For most companies in the business world, Take Your Child To Work Day comes but once a year. But at Freedom Law P.C., a small woman-owned law firm in Eastpointe, Michigan, employees can take their new babies to work until they’re six months old, reports Corp Magazine. The Infant-at-Work program — which is available to new moms and dads — allows employees to bring their babies to work up through the age of 6 months or when they begin to crawl (whichever comes first). Certain caveats apply; participating employees must make their workstation suitable for the baby, maintain acceptable work performance and minimize the baby’s disruption and designate a coworker to provide backup care.  Charissa Potts, one of the firm’s founders and principal attorneys says that the program support employees as they become parents and encourages them to return to work sooner.

Some may argue that the telecommuting options has displaced the need for Infant-at-Work Programs – but I would disagree. For starters, even those firms and companies that allow telecommuting often require attorneys and staff on site two or three days a week. The Infant-at-Work Program thus spares employees the cost of childcare -even part-time – for a couple of months. Moreover, telecommuting is a limited and somewhat elitist response to equality in the workplace. While professionals like attorneys can work from home easily, other law firm jobs – like receptionists, IT and administrative support – require performance on site. Infant-on-Work programs thus support staff who have fewer flex options, not to mention less money for childcare than attorneys.

There’s another shortcoming to telecommuting: the out of sight, out of mind syndrome. When employees work from home, they’re often left out of the impromptu brainstorming or spur of the moment client conversations that they might have been included in if they’d been present at the office. Programs that make it easier for new parents to return to the workplace keeps them in the loop.

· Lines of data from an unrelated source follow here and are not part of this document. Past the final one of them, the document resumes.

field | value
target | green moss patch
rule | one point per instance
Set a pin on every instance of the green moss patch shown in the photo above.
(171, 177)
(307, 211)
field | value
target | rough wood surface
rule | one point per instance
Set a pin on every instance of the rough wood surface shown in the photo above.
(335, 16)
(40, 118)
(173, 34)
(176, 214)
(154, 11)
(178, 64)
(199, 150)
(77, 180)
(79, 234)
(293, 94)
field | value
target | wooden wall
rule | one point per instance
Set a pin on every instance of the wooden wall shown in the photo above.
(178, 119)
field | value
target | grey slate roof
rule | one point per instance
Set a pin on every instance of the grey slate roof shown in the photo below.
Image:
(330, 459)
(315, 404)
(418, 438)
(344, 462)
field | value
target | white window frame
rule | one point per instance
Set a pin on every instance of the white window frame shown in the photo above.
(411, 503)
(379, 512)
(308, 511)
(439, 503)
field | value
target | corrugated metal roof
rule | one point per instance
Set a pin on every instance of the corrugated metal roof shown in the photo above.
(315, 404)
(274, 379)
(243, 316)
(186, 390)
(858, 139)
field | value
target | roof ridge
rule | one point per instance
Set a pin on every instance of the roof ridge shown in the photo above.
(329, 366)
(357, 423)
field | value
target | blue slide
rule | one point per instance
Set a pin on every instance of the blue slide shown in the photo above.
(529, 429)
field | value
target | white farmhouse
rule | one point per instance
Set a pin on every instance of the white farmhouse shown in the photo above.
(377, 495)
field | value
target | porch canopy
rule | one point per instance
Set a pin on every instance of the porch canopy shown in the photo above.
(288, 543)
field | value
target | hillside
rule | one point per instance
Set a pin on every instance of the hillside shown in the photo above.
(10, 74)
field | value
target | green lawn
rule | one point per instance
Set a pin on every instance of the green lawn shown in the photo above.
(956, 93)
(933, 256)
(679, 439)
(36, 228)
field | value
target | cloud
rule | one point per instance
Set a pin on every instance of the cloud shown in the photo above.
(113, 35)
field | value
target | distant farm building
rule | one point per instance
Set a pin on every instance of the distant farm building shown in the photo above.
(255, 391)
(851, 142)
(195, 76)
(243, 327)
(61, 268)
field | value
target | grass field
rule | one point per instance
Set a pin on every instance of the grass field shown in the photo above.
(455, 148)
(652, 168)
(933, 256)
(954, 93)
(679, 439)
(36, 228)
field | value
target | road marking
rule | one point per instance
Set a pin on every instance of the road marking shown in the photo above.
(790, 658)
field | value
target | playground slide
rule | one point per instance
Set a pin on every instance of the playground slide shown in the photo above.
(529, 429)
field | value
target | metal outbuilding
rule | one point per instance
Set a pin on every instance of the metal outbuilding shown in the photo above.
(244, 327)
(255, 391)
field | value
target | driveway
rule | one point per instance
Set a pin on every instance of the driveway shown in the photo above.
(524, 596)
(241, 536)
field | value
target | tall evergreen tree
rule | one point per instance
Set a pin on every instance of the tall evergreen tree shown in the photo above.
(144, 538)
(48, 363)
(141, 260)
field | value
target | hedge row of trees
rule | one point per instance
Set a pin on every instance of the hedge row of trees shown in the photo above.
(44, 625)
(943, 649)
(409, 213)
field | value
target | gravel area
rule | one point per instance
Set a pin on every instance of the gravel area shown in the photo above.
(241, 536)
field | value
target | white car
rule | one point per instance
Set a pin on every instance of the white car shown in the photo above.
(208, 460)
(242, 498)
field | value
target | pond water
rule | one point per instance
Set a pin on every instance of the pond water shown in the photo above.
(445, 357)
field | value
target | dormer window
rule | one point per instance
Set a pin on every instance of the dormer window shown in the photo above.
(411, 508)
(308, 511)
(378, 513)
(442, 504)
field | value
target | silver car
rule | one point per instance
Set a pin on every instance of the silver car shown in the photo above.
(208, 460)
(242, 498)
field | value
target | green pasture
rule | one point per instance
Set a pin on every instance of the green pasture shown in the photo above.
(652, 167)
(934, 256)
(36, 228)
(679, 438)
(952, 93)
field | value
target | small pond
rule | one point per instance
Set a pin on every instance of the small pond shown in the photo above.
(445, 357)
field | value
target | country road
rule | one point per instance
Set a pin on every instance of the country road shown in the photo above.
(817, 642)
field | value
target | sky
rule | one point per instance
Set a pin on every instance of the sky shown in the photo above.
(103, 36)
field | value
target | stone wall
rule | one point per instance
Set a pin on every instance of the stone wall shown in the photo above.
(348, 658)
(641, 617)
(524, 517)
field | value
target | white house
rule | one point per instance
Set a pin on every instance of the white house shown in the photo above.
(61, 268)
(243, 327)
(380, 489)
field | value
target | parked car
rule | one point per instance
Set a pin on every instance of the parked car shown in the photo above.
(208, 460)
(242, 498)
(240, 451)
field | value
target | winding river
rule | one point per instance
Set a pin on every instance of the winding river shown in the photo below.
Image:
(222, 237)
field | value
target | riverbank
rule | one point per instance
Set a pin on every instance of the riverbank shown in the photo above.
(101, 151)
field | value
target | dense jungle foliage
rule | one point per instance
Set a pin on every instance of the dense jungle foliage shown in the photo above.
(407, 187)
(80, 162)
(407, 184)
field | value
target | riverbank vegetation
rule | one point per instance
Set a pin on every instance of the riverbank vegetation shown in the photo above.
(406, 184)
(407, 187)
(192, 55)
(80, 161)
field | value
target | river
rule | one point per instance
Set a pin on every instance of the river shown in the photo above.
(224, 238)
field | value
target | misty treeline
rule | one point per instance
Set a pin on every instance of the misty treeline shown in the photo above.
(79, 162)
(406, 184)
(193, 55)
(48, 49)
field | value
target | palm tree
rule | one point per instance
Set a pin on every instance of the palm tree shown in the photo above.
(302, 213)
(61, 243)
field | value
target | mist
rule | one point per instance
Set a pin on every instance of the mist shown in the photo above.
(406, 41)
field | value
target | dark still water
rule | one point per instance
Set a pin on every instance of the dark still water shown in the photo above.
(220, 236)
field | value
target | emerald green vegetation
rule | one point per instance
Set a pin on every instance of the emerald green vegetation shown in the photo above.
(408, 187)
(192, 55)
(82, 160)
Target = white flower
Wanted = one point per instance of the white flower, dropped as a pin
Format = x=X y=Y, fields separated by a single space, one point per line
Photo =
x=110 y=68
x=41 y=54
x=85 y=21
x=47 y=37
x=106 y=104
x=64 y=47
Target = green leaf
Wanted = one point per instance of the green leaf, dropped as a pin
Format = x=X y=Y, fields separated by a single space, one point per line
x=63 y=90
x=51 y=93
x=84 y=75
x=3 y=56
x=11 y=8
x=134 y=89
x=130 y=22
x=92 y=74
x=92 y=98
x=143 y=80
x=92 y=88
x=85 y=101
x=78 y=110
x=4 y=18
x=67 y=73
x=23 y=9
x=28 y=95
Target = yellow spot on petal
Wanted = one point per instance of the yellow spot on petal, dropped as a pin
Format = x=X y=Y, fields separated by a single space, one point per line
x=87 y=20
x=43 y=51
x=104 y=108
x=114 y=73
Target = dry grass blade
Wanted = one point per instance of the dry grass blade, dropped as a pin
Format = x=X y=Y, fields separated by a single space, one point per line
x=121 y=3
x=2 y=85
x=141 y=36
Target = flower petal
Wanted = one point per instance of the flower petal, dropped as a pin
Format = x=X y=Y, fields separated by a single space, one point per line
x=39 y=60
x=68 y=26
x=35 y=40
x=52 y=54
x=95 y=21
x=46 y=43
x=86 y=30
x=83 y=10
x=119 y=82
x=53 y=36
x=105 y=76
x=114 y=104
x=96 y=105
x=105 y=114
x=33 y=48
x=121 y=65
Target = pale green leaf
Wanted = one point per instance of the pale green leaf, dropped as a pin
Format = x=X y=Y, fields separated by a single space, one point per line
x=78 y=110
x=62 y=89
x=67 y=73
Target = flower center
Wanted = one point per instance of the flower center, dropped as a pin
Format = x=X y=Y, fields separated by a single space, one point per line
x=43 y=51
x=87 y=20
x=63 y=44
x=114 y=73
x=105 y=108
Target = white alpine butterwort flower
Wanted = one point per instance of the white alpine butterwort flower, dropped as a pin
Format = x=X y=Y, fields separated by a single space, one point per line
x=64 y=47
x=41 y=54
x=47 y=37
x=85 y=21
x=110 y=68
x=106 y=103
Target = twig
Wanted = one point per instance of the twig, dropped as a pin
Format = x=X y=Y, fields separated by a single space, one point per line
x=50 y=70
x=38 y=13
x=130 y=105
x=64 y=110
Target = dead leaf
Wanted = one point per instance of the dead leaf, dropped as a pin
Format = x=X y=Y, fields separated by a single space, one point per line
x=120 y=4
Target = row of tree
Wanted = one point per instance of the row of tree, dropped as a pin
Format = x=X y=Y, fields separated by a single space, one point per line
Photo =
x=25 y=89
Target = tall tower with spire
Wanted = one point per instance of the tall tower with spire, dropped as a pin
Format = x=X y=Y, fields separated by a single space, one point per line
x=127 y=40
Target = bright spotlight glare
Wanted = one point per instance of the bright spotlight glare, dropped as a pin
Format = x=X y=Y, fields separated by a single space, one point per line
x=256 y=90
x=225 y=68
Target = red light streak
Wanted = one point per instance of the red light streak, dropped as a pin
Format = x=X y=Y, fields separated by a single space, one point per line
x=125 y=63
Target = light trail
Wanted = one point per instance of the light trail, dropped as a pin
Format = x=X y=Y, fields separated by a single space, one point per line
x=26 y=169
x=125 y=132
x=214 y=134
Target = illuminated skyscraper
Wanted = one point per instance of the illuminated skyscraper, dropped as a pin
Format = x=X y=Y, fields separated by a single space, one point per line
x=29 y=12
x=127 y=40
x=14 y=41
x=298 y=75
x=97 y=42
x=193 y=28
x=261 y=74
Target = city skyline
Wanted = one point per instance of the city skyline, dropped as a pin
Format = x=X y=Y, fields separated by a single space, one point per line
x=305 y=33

But what I like best about Infant-at-Work programs is that they evince a visible commitment to working parents that’s much more powerful than a telecommuting program alone. Because when you walk into a law firm with toys strewn in a workstation and moms and dads cradling a baby while talking to a client on the phone or tapping out a brief, you know that this is a firm that goes to the mat for its employees and will do the same for its clients.